Yes, are you even paying attention? Hemlock, soldier, ran for miles without breaking a sweat, corrupted the youth, jackass at parties, cocktease—”

Her barmate puts her hand on Cedar’s, and she loses complete track of what she was saying. She hopes to god it’s charming, but she’s too sweaty to say for sure and too drunk to really care.


Cedar-Magnolia-PorterThe men had outraged them, so they rose up against them and cast them out, beyond the city walls, beyonds the fields, into the forests and the wild spaces and the mountains. Some went with them, who can say, what does it matter.

In their wake life went on much as before. Bread was baked, books were sold, cigarettes were smoked over small dark cups of potent coffee. Your hands might shake, your joints might ache: coffee like that.

Cedar comes to their city in a quiet October chasing a long dry summer. The fields beneath the city walls are dry as gold, yearning for some careless spark: she dares not smoke.

Children, children they worked out amongst themselves. It wasn’t as difficult as they’d thought. Life went on.
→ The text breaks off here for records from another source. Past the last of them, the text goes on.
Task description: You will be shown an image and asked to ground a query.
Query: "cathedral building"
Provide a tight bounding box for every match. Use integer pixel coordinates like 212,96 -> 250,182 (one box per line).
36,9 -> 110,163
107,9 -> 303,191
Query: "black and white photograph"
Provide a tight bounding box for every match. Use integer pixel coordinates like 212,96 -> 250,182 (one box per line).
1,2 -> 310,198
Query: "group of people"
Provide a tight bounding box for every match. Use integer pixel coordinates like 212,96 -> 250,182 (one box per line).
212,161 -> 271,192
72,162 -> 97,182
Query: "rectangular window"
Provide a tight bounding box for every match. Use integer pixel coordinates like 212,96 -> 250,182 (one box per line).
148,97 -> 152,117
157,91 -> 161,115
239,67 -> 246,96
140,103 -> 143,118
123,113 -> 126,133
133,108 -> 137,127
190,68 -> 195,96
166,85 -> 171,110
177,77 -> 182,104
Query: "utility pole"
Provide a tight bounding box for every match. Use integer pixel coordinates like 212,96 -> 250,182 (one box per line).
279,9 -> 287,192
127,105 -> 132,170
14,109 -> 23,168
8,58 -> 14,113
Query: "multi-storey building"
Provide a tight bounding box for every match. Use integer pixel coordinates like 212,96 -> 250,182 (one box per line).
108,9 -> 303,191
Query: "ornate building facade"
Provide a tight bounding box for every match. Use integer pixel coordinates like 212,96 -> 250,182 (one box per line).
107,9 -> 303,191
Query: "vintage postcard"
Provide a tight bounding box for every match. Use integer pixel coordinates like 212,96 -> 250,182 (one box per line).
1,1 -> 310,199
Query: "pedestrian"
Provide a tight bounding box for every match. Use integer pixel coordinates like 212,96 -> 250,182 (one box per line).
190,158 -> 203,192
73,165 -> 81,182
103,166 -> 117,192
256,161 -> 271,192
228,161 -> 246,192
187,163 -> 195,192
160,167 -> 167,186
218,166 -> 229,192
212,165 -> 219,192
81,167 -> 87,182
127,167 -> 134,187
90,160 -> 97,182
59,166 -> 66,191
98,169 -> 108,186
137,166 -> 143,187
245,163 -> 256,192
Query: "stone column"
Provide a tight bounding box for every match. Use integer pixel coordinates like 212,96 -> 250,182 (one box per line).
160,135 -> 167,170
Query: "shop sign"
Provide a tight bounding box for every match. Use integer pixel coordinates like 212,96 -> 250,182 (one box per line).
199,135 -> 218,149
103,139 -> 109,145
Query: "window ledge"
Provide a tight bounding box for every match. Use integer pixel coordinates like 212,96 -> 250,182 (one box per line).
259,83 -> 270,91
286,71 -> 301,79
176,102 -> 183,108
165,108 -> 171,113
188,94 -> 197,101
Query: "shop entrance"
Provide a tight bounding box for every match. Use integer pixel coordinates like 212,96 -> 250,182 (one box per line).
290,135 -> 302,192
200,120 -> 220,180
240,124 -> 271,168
She learns this in some crowded basement bar, squeezed between two cheerful drunks, a radio blaring politics.

It’s been a bad year for her, all roads and no rest, her stories stale, her breath bad. She drinks, laughs into her collar, pleased to listen, to take it all in. The beer is good, the room is loud and dark, she has nowhere to be. Outside they rush through the city streets, clash bronze axes on bronze shields, a time of politics and prairie fires.